Quinze ans dans l’aquarium, électron farouche et fébrile, Mia maîtrise l’espace comme un poisson capable de traverser à toute vitesse des circuits étroits et compliqués. C’est un souffle, une écume, une rage. Rien ne l’arrête, ni la peur ni les coups. Quand, au risque de se faire mordre par un molosse ou violer par les gitans,  elle ne tente pas de délivrer un grand cheval blanc, elle danse. Sans public, seule, avec une sombre obstination. Difficile de la prendre au dépourvu, impossible, en apparence, de l’émouvoir, de l’atteindre. Pourtant voici qu’un matin, à son insu, un homme la regarde, elle toute jeune sans maquillage, toute douce les cheveux défaits, le dos tourné, face à la télévision tandis qu’elle danse, mime les mouvements des femmes sur l’écran, il l’observe, à quelques pas, l’enveloppe et lui sourit déjà, émerveillé, forcément intéressé. Tableau significatif d’une  rencontre. L’homme est le nouvel amant de la mère immature. L’autre, l’étranger, l’odeur, le toucher, la puissance, l’espace surtout, le point de fuite vers l’ailleurs. Il suffit d’une sortie en voiture, la musique inconnue, la nature ignorée, pour que le désir se déploie, s’élargisse à mesure que le monde s’ouvre, jusqu’à ce que soudain ce même désir s’inverse, se mette à rétrécir, prévisible reflux, régresse  sans errer davantage, se concentre sur les corps.

Ça continue ; la suite n’est pas forcément prévisible, le développement se révèle plus tortueux que l’amorce. Aussi, dans ce film, à qui peut-on se fier ? Aucun personnage ne semble vouloir de notre sympathie, l’innocence n’est même pas envisagée. Sans s’identifier, on reste à l’extérieur, mais cet extérieur se situe dans un espace fictionnel qui lui, nous contient, nous fascine. Un appartement dont les chambres sont imbriquées les unes dans les autres, des fenêtres sans âme, une exiguïté qui se déverse en terrains vagues, des champs d’herbe qui s’échangent contre des autoroutes, une eau dangereuse qui guette les filles inquiètes, un cimetière de voitures, une morne banlieue – un espace traversé à toute allure, sans cesse reconfiguré, tangent et progressivement abstrait, découpé, démonté, quitté – en fin de compte toujours réitéré. Telle est la limite, non pas un lieu précis, mais une configuration mentale.

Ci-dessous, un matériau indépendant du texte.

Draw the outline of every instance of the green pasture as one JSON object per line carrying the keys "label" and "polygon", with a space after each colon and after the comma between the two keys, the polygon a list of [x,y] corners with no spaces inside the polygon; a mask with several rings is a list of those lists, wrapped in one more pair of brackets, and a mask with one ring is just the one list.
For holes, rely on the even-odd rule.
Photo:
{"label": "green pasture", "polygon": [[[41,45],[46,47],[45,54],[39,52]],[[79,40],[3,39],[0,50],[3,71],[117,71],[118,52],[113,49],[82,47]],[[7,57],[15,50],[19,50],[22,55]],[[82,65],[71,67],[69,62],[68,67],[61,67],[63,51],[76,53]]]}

Certains films s’offrent à la description (la paraphrase) mieux qu’à l’analyse, ou à la critique. « Fish tank » est de ceux-là, même s’il y a beaucoup à en dire, l’adolescence, le social, le sexe, la structure de conte, le symbolisme évident, l’éclairage, le filmage, le découpage, tout cela on le sait, on le lit partout. Filmées en caméra subjective, les plus belles scènes du film sont troubles comme la plongée dans l’inconscient d’une inconnue. Le commentaire paraît superflu ; une telle intimité avec un corps étranger  fait craindre l’intrusion indésirable. Mieux vaut, je crois, accompagner la révélation, réfléchir l’apparence,  faire écho sans surimpression, transmettre le ressenti pour le garder intact.